Wednesday, October 27, 2010

Imagination is the source of all bonkersness...


Ben, now that he is that little bit older and able to turn thoughts over in his head and remember stuff, has started developing some weird habits and obsessions and doing some generally quite oddball stuff. I suppose it's all to do with a burgeoning imagination which I think is fantastic in principle. Just weird, that's all.

Take last night for instance.

He was going to go to bed in our bed from the off because I was still feeling poorly and couldn't be bothered with the faff of settling him in his bed. We walked past his bedroom door and he says "night night spider".  Now, he already has a habit of saying hiya to every spider he sees, so in theory saying night-night isn't that far removed. But it did weird me out a little bit because I was sure there weren't any spiders visible, and I was pretty certain there weren't any in his room either.
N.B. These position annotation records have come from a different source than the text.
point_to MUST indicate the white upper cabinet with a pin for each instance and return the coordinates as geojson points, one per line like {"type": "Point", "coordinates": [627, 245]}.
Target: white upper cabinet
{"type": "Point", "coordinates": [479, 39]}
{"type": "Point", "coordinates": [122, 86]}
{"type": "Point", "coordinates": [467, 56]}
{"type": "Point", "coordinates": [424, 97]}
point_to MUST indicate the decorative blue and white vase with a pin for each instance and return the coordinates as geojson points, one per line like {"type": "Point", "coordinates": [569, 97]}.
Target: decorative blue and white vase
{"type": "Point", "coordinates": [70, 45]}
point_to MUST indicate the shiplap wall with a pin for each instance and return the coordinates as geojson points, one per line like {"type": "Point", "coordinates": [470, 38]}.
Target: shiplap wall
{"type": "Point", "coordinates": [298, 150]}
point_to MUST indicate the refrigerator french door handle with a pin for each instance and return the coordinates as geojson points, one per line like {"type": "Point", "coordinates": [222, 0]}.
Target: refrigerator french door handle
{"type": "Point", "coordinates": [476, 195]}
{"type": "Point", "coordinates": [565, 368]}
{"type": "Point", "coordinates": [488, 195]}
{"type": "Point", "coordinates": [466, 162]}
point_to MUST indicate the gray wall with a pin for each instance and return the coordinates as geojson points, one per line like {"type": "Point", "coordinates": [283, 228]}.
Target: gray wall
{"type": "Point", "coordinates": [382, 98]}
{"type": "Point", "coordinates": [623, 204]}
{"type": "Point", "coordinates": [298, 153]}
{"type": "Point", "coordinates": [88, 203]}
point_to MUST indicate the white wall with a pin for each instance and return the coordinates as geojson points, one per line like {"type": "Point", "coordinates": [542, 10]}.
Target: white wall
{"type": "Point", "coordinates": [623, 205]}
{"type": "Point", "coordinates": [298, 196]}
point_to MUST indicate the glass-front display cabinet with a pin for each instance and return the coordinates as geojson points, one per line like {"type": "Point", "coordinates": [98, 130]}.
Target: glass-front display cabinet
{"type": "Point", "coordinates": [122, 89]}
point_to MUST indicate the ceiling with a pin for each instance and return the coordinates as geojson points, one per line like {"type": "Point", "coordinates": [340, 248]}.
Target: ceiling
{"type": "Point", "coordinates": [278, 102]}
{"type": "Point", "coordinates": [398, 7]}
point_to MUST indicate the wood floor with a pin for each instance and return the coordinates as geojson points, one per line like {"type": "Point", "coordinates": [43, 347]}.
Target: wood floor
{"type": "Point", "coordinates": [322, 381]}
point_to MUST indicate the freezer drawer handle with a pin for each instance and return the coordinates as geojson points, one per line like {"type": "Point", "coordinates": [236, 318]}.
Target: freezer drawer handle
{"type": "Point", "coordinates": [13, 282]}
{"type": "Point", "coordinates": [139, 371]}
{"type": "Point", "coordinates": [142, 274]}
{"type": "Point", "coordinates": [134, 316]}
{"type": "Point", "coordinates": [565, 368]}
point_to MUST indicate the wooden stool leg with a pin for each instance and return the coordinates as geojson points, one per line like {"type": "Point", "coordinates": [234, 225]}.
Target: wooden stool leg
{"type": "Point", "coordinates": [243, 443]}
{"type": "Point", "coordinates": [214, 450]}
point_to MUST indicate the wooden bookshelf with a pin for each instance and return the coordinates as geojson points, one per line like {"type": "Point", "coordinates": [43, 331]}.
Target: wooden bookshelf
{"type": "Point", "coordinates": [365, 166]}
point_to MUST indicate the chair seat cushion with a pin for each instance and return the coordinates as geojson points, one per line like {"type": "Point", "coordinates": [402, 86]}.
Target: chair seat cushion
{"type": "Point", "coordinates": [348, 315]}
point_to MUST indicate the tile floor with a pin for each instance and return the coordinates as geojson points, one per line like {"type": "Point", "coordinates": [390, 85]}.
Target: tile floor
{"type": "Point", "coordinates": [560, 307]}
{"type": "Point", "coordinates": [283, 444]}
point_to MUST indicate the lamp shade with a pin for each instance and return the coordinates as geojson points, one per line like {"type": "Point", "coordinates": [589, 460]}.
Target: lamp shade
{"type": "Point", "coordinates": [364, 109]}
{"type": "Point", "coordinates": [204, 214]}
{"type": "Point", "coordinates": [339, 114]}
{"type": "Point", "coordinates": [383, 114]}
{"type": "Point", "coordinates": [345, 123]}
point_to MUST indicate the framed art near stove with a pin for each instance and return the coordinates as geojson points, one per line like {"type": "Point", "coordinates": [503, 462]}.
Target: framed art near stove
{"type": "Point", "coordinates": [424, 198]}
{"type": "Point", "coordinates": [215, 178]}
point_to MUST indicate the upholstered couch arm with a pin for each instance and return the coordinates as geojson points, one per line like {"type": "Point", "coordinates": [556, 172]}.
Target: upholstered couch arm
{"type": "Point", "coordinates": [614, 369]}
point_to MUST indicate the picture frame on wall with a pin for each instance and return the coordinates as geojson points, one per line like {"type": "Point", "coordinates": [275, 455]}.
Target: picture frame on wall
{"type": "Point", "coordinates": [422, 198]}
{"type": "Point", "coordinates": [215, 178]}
The mystery was solved when I went in to fetch his pillow. There, tucked up in bed (and no doubt given a night-night kiss as well) was the spider he made at nursery this week.

I can understand tucking teddy up in bed, and even the giant elephant to some extent, but the spider? At least he's being fair and giving everything a chance... Even his drumkit was put to bed yesterday, a blue blanket draped over the top. Sadly though drumkit didn't actually get a chance to go to sleep as Ben just bash it through the blanket.

This morning Ben woke up and decided that spider needed breakfast. So insistent was he that he dragged Steve out of bed because he couldn't quite manage to open his bedroom door to get to the spider. At least I managed to dissuade him that spider needed mummy-milk...

Who knows where his imagination is going to take us in the coming years.

Sunday, October 17, 2010

A Parental Rite of Passage...

... is making a birthday cake for your child.

Ben didn't miss out technically on his first birthday but, as we'd only just moved in to a renovation project and had not yet got an oven, I made him a cake-in-a-cup in the microwave. But I only had olive oil rather than regular sunflower oil, and I think I overcooked it, and the result really could have been used as a (rather large) rubber bullet, to be quite frank. We didn't eat much of it. It didn't even fry very well in copious amounts of butter the next day (that treatment normally makes any kind of stale cake quite eatable, with a lot of double cream, that is).









Still, he had a birthday cake. And all the family were round so it was ok really.

I made him a oneandahalfday cake to make up for my failings as the mother of a one-year-old - it was rather more successful, and took a little more effort.

So this year, I promised myself that I would be a Proper Mummy and make a Proper Birthday Cake.

Which I have done, and am rather proud of it, even if I do say so myself.

It feels like a bit of a parental rite of passage.

Wednesday, October 06, 2010

Balance

How do you create a workable work-life balance?

Part of my job (yes, the one that is one morning a month in an office, and any spare hours at home) is doing the wages for a small company. I created our own spreadsheet to record hours and create payslips. I have learnt about HMRC's NI and PAYE calculator. I have learnt about year-end tasks and now know what to record to make my life easier next March/April.

But I don't know how to do databases. I mean, I'm competent enough to be able to find my way around the software, but the actual logic of relationships and what needs to be in what tables and linked to which other tables, just flummoxes me. Totally. I just can't figure out the best way to do it. At all. But on the other hand, now I've got my filemaker trial, I'm at least learning how to create the things, even if the logic is still beyond me at the moment.

And therein lies the problem. I'm enjoying this challenge so much, that when I have to stop what I'm doing, I get irritated, annoyed. It's like an addiction. I am addicted to whatever chemical is produced in my brain when I am challenged in learning something, figuring something out. And poor little Ben, he gets the sharp end of my tongue, for no fault of his own. Just me being irritated that I have to stop what I am doing, or can't go and do what I want to do, because he needs me to be mummy. So I am being challenged in a different way. Where do I need to make that divide, between work and motherhood?

I don't feel like I can live in both worlds, with the divide as it is at the moment. I'm not able to put the hours in to really be able to give my boss the results that he needs and wants; and I'm not being fair to Ben either. So what do I do? What can I do? I feel like I either need to find a better balance (which I'm not sure how to do, given yesterday's real-ness about hours in the day and lack thereof etc), or I need to stop trying to split myself in two and give myself 100% to one or the other. Either way, I need to do something because life as it is at the moment isn't fair on me, Ben, Steve, or my boss. Although my boss doesn't notice really because whatever I manage to pull out of the hat, it'll be better than anything we have at the moment!

Must find Balance. It must be achievable. It must be.